2. L’alchimie sonore : La dictature de Wagner
Le prélude de Tristan et Isolde sature l’espace sonore du film. Lars von Trier utilise cette musique romantique allemande pour sa charge de « désir inassouvi ». La musique ne suit pas l’action, elle l’écrase. Elle crée une texture sonore qui donne au film une ampleur cosmique. Le choix de Wagner est une référence à l’idée du Gesamtkunstwerk (l’œuvre d’art totale), où le son et l’image fusionnent pour provoquer une extase tragique.
3. La psychologie de l’espace : Le château-prison
Le lieu unique — un domaine luxueux avec son terrain de golf — sert de microcosme.
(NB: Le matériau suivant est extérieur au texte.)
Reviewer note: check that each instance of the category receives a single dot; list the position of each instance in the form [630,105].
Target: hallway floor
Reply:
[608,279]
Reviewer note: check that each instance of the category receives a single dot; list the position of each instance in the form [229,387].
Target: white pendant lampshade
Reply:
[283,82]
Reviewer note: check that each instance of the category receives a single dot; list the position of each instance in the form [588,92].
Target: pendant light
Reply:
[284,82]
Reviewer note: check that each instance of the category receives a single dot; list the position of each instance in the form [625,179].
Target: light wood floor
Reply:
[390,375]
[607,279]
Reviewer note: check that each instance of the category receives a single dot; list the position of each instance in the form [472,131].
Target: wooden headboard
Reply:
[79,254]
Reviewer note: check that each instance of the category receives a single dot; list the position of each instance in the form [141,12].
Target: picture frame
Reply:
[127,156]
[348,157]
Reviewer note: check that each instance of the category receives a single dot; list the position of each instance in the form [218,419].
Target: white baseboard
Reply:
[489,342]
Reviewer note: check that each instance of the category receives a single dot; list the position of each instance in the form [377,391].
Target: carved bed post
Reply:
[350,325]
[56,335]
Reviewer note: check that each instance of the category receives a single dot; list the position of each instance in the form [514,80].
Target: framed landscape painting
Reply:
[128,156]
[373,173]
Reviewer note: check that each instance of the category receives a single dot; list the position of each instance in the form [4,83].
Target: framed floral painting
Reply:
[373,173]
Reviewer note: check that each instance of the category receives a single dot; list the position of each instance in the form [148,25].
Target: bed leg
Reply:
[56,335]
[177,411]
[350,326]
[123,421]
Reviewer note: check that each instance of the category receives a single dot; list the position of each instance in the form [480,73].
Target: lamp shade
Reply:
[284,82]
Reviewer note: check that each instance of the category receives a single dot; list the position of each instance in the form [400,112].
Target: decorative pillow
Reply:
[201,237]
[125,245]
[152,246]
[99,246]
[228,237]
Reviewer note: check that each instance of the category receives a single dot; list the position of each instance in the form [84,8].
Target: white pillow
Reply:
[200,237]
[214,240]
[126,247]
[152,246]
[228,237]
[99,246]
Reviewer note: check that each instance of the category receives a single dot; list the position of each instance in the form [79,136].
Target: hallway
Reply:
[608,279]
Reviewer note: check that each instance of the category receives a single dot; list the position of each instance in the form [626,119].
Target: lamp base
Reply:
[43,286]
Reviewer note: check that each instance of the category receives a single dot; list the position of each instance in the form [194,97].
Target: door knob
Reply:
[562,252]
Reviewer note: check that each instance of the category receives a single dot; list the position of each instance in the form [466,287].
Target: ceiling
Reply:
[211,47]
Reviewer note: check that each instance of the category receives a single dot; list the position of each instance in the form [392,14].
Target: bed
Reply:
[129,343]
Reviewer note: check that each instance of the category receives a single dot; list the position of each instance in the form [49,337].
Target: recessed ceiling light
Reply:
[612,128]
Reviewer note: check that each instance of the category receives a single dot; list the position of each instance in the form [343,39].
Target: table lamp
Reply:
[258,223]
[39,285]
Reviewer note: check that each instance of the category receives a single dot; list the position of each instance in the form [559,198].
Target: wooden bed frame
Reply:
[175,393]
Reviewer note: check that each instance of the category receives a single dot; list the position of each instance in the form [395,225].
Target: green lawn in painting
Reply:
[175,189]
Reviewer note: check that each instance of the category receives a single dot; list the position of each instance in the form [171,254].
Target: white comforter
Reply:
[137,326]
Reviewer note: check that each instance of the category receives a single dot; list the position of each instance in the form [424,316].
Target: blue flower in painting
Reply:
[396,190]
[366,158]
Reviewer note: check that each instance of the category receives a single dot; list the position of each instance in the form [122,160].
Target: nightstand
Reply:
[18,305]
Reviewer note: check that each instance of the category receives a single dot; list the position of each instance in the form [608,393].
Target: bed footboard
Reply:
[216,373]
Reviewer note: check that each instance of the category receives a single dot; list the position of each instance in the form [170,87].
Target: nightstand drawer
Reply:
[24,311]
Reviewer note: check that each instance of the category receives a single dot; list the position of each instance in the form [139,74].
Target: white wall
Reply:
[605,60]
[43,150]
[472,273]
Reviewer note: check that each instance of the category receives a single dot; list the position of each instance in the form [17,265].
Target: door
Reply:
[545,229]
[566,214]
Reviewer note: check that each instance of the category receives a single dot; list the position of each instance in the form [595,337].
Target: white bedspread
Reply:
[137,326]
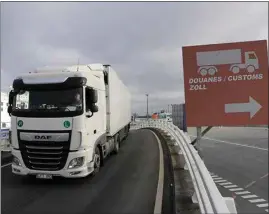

Dans la première partie, la composition visuelle est nerveuse (caméra à l’épaule), captant le malaise des conventions sociales. Dans la seconde, les plans s’élargissent, intégrant le ciel et la planète menaçante. La « grotte magique » que Justine construit à la fin pour son neveu est une composition spatiale bouleversante : une protection dérisoire faite de quelques branches, montrant que seule l’imagination et l’acceptation peuvent offrir un refuge face à l’inéluctable.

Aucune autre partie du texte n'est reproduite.